Título: Uma aventura de 10 mil km pela América do Sul
Autor: Roldão Arruda
Fonte: O Estado de São Paulo, 30/01/2006, Nacional, p. A13

O plano era perfeito. Tinha sido estudado em todos os detalhes pelo organizador da viagem, o estudante de filosofia Werley Torres, de 33 anos. Ele chegara até a ligar para embaixadas brasileiras e centros de informações dos países vizinhos para confirmar o que vira na internet sobre as distâncias a serem percorridas e as condições das estradas. Na quinta-feira, dia 17, quando ele, a namorada e outras 40 pessoas embarcaram em São Paulo, num ônibus fretado, estavam convencidos de que chegariam a Caracas, na Venezuela, na terça-feira, 24. Iriam diretamente para a festa de abertura do Fórum Social Mundial.

Pelas contas do navegador Werley, era possível atravessar Mato Grosso, cruzar a Bolívia, o Peru, o Equador e a Colômbia e percorrer parte do território venezuelano, num total de 6 mil quilômetros, em 5 dias. Com tranqüilidade e na média, modestíssima, de 60 km por hora. Deu tudo errado. Eles só chegaram a Caracas ontem, dia da festa de encerramento do fórum. Passaram dez dias na estrada, com três motoristas revezando-se ao volante.

Percorreram 10 mil quilômetros em vez de 6 mil, sofreram com o frio dos Andes, pisaram no barro, enfrentaram infecções intestinais e tiveram muito medo - ora das condições precárias das estradas na Bolívia, ora dos precipícios nas encostas do Pacífico, do estado de guerra na Colômbia.

Mas também tiveram bons momentos, como a visão de golfinhos nadando no Pacífico. Ao parar para descansar num bar em La Paz, descobriram que era ao lado do palácio onde Evo Morales estava tomando posse. Chegaram até a acenar para o presidente Lula, quando ele apareceu na sacada do palácio. Não sabe se foram vistos.

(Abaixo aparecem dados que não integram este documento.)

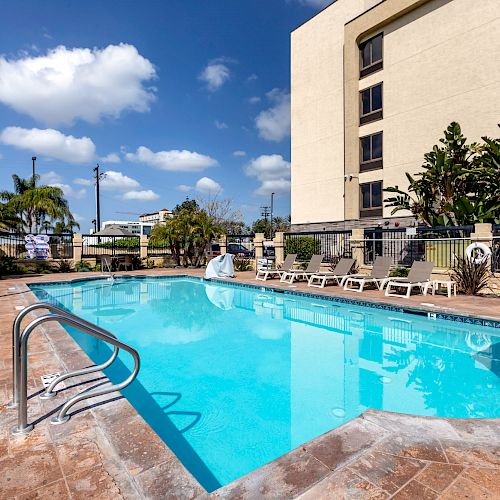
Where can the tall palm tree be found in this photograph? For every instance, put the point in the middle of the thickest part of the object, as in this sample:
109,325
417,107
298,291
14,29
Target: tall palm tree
33,204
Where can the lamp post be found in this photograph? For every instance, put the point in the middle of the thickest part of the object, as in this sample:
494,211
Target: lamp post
272,205
33,159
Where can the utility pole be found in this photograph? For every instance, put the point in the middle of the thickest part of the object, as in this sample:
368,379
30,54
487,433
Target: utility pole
97,198
33,159
272,206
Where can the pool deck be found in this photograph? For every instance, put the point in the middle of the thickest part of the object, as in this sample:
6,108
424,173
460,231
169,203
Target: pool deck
106,450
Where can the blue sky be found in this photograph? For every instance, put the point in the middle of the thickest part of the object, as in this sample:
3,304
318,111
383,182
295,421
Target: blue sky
173,98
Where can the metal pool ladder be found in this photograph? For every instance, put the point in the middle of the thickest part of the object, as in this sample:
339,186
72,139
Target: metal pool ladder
20,364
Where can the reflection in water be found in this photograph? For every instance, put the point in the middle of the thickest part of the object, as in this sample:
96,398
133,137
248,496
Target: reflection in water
234,377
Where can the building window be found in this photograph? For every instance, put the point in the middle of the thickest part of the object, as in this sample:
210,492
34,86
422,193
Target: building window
371,104
370,154
371,199
371,55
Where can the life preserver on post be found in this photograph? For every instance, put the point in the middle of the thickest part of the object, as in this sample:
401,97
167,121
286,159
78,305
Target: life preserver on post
477,252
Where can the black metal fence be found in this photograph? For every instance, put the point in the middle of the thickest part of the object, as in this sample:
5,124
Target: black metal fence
332,244
95,246
495,257
440,245
14,245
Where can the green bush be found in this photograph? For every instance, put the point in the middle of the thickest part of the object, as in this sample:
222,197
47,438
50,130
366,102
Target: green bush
304,246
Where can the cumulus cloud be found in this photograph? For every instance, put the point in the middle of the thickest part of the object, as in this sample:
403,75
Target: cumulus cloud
215,74
273,173
110,158
68,84
144,195
220,125
117,181
273,124
174,160
83,182
54,179
206,185
50,143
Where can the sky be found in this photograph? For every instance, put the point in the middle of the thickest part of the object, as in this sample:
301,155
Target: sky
172,98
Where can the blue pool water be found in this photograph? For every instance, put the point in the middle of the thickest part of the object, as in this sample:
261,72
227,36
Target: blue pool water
233,377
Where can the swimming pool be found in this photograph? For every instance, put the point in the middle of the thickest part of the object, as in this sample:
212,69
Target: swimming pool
233,377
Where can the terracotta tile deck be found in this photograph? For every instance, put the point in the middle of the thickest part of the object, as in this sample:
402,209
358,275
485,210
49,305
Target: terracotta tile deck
106,450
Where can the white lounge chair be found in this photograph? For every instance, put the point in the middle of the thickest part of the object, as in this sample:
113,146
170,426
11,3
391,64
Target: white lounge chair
264,273
296,274
419,276
379,276
339,274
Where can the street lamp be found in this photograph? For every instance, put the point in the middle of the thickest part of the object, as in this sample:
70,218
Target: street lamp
33,159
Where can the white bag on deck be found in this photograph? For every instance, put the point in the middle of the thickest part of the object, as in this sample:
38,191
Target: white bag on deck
221,266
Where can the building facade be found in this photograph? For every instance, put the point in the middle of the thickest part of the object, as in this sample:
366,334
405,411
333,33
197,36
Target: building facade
374,83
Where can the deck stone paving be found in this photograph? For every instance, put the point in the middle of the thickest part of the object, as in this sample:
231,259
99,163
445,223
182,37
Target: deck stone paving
106,450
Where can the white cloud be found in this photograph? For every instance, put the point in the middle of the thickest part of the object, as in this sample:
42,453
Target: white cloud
54,179
174,160
215,74
273,124
145,195
50,143
116,181
208,186
220,125
272,171
77,83
50,177
83,182
110,158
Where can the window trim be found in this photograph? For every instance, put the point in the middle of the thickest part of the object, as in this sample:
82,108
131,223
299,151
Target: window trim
373,164
374,65
372,115
372,211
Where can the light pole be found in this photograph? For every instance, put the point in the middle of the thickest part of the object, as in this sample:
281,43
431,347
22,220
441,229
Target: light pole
272,205
33,159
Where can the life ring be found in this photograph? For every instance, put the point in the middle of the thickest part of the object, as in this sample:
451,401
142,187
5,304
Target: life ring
478,252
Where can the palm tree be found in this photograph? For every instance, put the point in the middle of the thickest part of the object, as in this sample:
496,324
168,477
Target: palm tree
33,204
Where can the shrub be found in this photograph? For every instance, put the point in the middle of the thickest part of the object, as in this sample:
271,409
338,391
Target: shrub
471,278
64,266
399,272
82,266
242,264
304,246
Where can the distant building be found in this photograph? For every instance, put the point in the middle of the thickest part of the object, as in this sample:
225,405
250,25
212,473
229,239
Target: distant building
156,217
144,225
373,85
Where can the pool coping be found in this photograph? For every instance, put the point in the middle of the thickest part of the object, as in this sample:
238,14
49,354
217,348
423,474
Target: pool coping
308,466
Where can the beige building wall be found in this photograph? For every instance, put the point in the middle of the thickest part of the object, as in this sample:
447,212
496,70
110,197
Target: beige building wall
317,109
441,63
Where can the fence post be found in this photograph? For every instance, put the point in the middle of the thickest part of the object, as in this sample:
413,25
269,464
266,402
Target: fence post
279,248
143,246
258,243
223,244
77,247
358,245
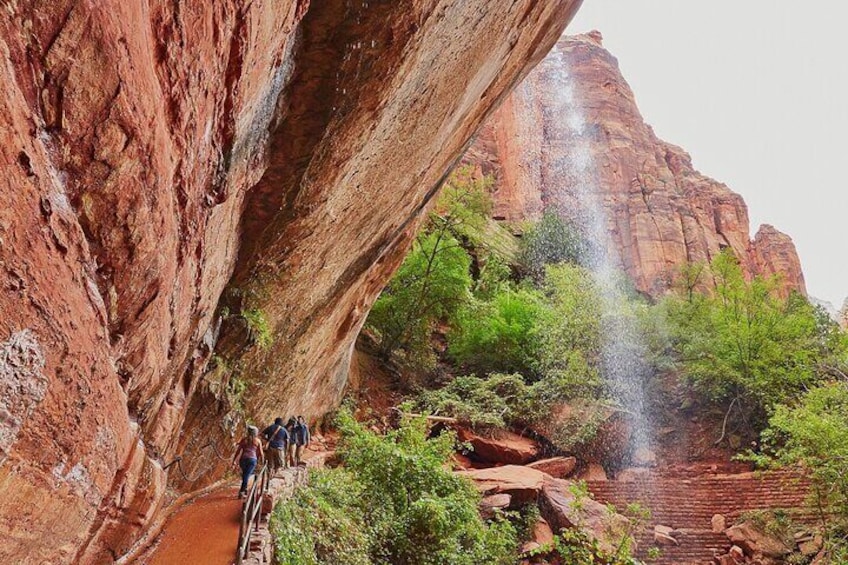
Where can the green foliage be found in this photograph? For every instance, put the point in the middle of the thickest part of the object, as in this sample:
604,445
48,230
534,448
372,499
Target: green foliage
777,523
434,280
258,327
322,523
463,208
814,433
494,402
569,334
745,344
431,285
576,546
395,503
550,241
499,334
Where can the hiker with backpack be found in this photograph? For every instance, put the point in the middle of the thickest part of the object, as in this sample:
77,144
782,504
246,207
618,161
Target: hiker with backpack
248,454
301,438
290,452
278,442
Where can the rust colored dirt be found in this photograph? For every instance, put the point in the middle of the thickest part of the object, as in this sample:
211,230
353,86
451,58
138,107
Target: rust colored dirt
205,531
661,212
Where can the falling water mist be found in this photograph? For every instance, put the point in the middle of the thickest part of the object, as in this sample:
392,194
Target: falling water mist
579,198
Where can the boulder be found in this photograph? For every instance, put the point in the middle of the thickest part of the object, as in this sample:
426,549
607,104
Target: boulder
718,523
594,472
663,535
508,448
644,457
521,483
489,504
542,532
557,467
757,543
811,546
562,508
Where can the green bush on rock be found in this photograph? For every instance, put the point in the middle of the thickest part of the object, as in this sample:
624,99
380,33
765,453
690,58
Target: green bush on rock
393,503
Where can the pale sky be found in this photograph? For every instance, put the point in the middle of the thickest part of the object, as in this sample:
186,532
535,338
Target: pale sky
757,92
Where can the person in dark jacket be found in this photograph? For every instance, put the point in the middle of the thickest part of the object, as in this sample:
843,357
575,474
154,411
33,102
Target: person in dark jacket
278,442
290,426
301,439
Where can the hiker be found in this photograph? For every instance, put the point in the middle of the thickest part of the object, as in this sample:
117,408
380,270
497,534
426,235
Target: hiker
290,425
301,438
278,443
248,454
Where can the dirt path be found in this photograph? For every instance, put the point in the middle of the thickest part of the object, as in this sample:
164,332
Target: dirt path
687,503
204,531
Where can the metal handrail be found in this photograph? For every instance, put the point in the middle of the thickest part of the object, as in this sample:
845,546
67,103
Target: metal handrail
251,512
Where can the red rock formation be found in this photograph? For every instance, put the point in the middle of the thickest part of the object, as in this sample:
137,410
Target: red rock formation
151,152
661,212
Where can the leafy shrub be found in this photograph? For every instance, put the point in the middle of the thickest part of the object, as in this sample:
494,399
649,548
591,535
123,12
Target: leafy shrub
745,344
430,286
258,327
394,503
814,432
494,402
569,335
434,281
498,335
323,523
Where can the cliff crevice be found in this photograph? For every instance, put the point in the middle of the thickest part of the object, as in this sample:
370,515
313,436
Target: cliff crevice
158,153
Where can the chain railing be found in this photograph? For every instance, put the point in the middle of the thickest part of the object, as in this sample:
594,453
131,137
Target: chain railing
251,512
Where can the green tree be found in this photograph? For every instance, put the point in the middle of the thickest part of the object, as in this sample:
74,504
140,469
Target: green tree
814,433
498,335
430,286
552,240
569,335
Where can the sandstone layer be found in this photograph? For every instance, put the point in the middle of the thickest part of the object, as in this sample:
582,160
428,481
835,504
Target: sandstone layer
157,153
572,132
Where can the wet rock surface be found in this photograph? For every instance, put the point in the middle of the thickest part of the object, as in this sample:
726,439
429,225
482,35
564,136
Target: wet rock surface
662,213
156,154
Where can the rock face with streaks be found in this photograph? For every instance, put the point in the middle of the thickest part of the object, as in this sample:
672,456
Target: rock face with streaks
576,112
199,203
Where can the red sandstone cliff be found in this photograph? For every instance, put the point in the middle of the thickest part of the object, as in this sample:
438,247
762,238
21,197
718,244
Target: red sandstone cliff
661,212
154,154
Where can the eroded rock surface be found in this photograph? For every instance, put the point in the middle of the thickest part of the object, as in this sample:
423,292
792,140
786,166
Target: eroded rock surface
576,108
157,153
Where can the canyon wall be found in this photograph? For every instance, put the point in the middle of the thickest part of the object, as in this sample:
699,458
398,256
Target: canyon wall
157,156
661,212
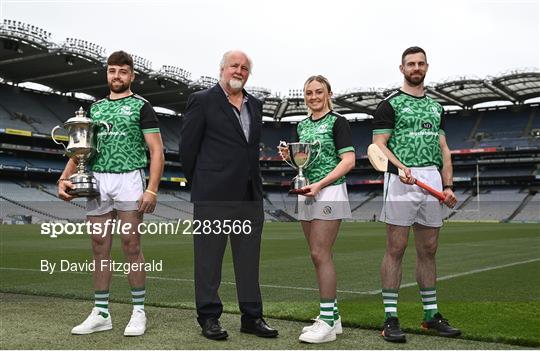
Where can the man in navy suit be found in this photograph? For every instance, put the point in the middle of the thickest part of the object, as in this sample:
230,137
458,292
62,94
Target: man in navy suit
219,150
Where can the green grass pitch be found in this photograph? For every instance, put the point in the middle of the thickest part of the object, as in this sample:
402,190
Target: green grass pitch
490,287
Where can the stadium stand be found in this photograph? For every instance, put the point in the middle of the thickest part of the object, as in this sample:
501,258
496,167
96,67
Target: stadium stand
493,205
502,141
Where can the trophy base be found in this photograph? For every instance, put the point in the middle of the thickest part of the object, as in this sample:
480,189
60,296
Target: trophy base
85,186
297,184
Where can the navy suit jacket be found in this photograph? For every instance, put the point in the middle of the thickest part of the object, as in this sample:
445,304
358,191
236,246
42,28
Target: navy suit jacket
216,158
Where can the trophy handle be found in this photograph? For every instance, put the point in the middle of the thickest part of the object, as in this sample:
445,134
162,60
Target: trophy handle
312,159
54,139
284,144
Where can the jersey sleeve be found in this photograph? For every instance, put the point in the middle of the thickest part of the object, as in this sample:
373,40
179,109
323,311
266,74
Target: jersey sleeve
342,136
384,118
149,122
442,130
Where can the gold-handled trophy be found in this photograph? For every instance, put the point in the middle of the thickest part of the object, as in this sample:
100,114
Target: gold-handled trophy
301,157
82,145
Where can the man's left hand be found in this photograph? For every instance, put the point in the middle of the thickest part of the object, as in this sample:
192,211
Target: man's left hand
450,199
147,203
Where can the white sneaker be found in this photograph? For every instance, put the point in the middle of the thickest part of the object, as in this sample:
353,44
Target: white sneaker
318,333
94,323
137,324
337,326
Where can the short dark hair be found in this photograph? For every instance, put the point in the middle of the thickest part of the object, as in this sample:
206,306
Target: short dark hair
120,58
412,50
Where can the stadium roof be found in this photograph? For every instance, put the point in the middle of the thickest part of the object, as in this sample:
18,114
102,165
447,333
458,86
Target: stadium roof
27,54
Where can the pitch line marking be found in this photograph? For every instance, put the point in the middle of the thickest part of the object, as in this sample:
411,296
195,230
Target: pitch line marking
370,292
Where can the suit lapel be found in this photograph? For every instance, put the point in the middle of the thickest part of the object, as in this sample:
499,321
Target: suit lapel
254,116
228,109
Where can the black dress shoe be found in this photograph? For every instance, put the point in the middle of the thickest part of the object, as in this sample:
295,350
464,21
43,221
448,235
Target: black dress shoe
258,327
213,330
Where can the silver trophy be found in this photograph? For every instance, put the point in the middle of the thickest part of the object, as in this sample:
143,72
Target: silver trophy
300,157
82,145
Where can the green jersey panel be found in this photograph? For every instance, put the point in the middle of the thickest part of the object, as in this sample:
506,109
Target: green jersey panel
415,125
334,134
123,148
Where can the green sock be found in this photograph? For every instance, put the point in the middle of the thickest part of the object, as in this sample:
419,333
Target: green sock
101,301
390,302
327,311
336,310
429,302
137,298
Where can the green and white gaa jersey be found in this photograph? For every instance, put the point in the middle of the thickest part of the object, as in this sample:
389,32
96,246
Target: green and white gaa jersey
123,148
334,134
414,124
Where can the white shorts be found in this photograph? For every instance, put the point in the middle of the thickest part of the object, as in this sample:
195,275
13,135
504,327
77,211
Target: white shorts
406,204
331,203
119,191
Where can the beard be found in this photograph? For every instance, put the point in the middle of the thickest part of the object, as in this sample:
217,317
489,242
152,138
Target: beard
118,89
236,84
417,80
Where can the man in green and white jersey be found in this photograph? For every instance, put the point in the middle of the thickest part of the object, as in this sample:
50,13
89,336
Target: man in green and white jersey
409,128
119,170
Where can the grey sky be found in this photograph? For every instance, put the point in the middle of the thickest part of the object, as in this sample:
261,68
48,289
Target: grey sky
353,43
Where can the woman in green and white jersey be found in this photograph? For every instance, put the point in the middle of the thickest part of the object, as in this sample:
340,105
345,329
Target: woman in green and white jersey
325,203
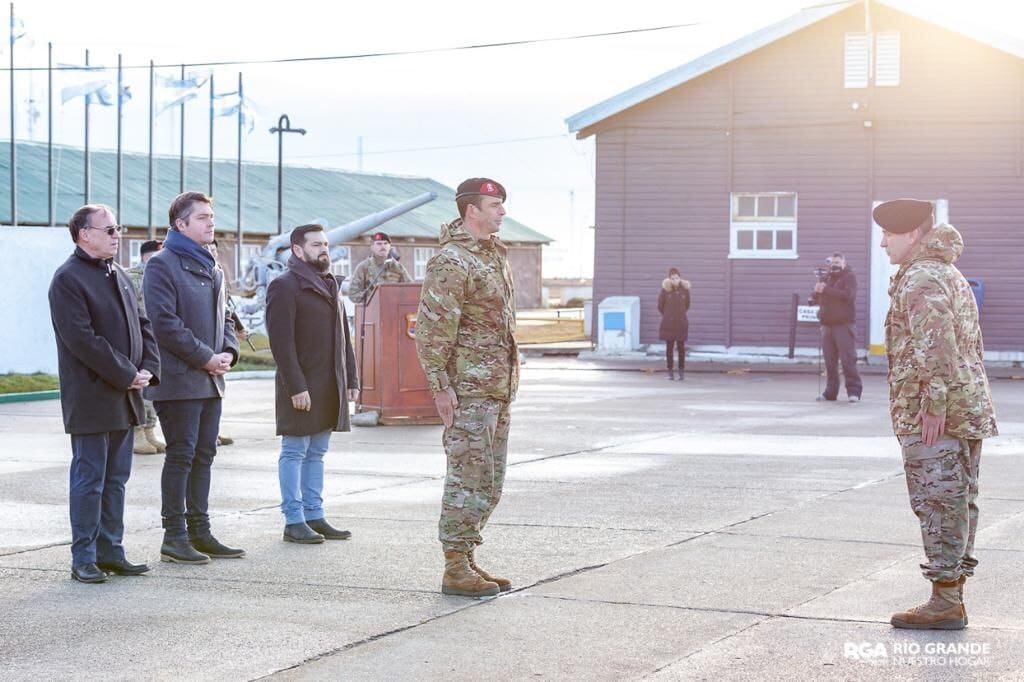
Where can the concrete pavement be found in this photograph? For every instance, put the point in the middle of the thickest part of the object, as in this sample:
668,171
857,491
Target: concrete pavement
723,527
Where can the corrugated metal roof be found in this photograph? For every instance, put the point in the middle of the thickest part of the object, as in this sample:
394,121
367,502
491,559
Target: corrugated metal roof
766,36
334,197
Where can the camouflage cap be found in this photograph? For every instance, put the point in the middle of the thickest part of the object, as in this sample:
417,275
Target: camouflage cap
900,216
476,186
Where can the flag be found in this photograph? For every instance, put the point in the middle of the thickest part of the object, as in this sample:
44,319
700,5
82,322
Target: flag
105,97
179,90
232,107
86,81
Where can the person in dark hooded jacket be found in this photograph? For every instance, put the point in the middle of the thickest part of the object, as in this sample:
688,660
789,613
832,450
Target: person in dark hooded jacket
837,296
673,303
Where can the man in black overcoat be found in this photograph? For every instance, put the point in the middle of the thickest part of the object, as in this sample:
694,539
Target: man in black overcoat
185,296
315,378
105,355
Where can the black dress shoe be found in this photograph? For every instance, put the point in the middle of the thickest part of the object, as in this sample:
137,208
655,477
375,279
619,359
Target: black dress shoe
322,526
123,567
88,572
301,534
180,551
210,545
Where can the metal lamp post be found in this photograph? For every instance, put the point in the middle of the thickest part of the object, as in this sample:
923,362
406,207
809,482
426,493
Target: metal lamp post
284,125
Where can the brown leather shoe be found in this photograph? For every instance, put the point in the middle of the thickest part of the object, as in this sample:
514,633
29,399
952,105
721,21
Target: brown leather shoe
462,581
943,611
151,437
503,584
142,446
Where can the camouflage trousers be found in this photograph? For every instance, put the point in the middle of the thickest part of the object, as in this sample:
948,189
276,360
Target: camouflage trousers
476,445
942,480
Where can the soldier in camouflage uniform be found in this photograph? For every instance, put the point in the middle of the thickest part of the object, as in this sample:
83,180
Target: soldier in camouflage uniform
146,441
379,268
939,398
465,340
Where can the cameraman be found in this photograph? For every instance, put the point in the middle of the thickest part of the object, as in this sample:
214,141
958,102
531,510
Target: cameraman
836,292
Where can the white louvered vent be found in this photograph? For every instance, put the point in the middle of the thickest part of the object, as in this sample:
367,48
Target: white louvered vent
856,60
887,58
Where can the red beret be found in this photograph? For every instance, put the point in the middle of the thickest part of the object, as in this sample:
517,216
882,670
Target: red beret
902,215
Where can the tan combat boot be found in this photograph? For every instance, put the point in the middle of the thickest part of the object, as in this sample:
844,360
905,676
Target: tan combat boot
961,583
461,580
503,584
142,446
151,437
943,611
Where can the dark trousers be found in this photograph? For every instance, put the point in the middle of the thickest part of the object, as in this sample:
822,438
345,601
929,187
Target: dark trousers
680,347
839,345
100,466
190,429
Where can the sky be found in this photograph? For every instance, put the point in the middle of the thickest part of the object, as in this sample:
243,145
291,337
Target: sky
497,112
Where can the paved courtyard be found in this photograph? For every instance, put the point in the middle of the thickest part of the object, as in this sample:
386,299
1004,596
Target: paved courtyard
724,527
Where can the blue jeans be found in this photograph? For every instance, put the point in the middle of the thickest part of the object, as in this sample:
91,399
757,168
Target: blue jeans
300,469
100,466
190,428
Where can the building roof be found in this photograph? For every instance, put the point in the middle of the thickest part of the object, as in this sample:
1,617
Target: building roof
332,197
736,49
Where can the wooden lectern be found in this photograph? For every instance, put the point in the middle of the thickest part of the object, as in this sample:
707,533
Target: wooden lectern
392,381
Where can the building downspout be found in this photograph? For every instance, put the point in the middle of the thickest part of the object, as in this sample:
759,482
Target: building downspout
728,262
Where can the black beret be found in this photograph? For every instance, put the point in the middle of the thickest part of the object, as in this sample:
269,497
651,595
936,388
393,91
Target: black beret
480,186
150,247
902,215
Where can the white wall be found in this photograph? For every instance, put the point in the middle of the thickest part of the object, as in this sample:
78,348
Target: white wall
28,258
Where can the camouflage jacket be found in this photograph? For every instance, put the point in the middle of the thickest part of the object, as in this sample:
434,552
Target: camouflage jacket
465,330
367,271
933,341
135,274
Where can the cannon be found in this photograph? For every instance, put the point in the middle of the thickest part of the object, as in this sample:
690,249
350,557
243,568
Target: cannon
250,302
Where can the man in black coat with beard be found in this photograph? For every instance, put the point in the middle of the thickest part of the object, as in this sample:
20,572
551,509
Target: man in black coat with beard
837,296
107,355
315,378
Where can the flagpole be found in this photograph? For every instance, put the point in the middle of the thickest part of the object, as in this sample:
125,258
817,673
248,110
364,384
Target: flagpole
49,132
148,219
210,180
181,160
13,146
238,239
120,161
88,98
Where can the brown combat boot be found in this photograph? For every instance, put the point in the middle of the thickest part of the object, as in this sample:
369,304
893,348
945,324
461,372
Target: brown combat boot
503,584
943,611
151,437
461,580
142,446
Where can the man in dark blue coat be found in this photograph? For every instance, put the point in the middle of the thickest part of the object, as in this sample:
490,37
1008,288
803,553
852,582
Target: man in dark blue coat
185,299
308,332
105,356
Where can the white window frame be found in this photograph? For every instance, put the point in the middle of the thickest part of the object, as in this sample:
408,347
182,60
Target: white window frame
856,59
887,58
774,224
420,257
871,57
343,264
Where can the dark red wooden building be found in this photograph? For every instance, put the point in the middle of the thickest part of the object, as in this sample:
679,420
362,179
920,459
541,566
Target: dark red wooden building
748,166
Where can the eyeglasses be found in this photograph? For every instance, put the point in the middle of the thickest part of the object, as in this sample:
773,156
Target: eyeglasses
111,229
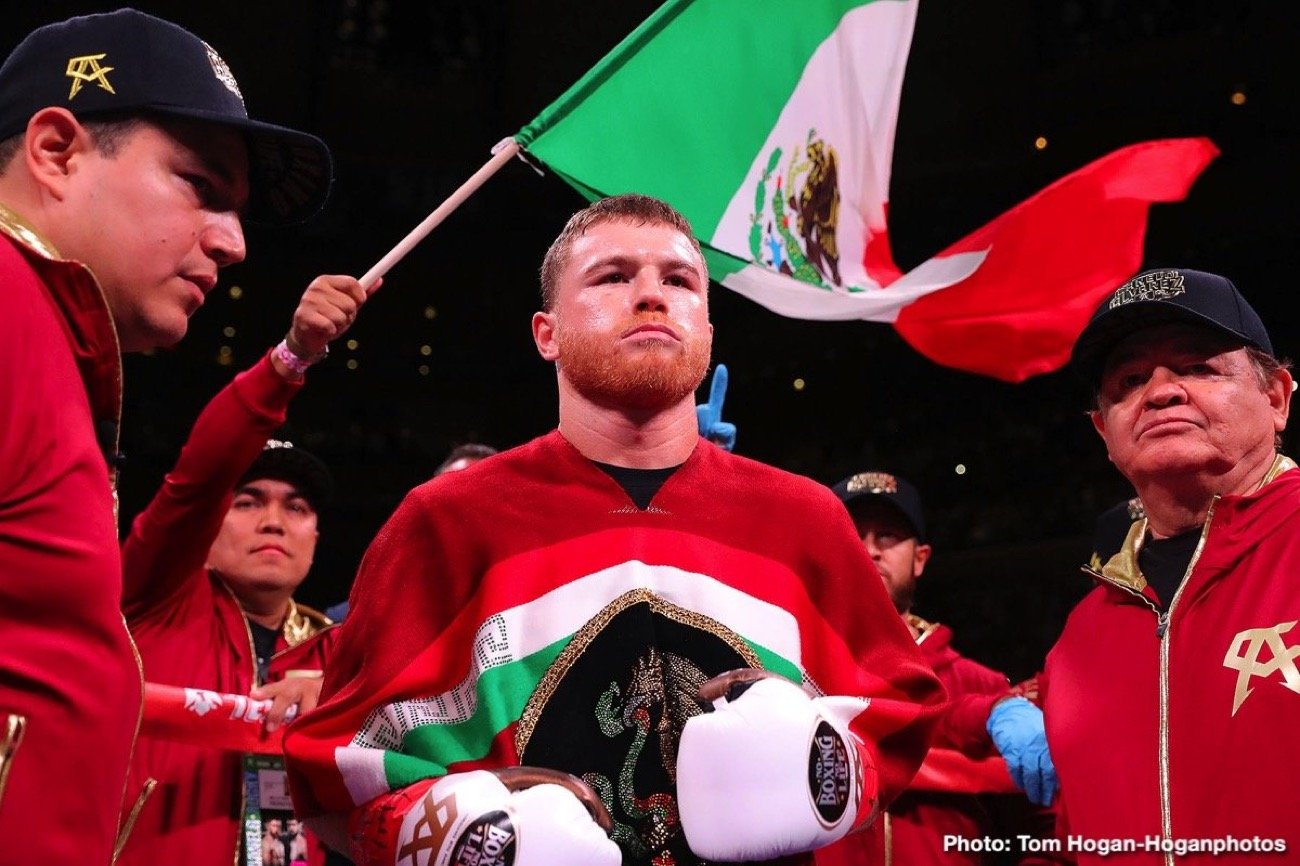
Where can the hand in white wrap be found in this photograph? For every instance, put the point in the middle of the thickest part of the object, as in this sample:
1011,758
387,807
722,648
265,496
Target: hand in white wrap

Na Colômbia, por causa do estado de guerra que o país vive, só puderam viajar durante o dia. Com medo de serem parados por algum grupo de extrema direita, também jogaram fora as bandeiras do PT e todo material que pudesse lembrar grupos esquerdistas. "A recomendação que recebemos das autoridades brasileiras foi para falar só de futebol."

ACIDENTE

Ontem, Werley admitiu que errou no cálculo da distância. Os números que usou se referiam a percursos em linha reta - a coisa menos provável no trajeto que escolheram. "Nunca vi tanta curva", disse. "Na Panamericana, nos Andes, foi de matar de medo. Além das curvas, passávamos por penhascos altíssimos, sem proteção nenhuma, com o mar lá embaixo."

Não foram só as curvas que atrasaram a viagem. Na Bolívia, onde amargaram 450 quilômetros de estrada de terra, tiveram que descer e aplainar um trecho coberto de barro, abrindo caminho para o ônibus, em plena madrugada. No Peru, enfrentaram estradas cobertas por uma fina camada de gelo. Um dos piores trechos foi o da região de Arequipa. O mesmo onde ocorreu o desastre com o ônibus do Diretório Central da Universidade Federal de Minas Gerais, no qual morreram quatro estudantes.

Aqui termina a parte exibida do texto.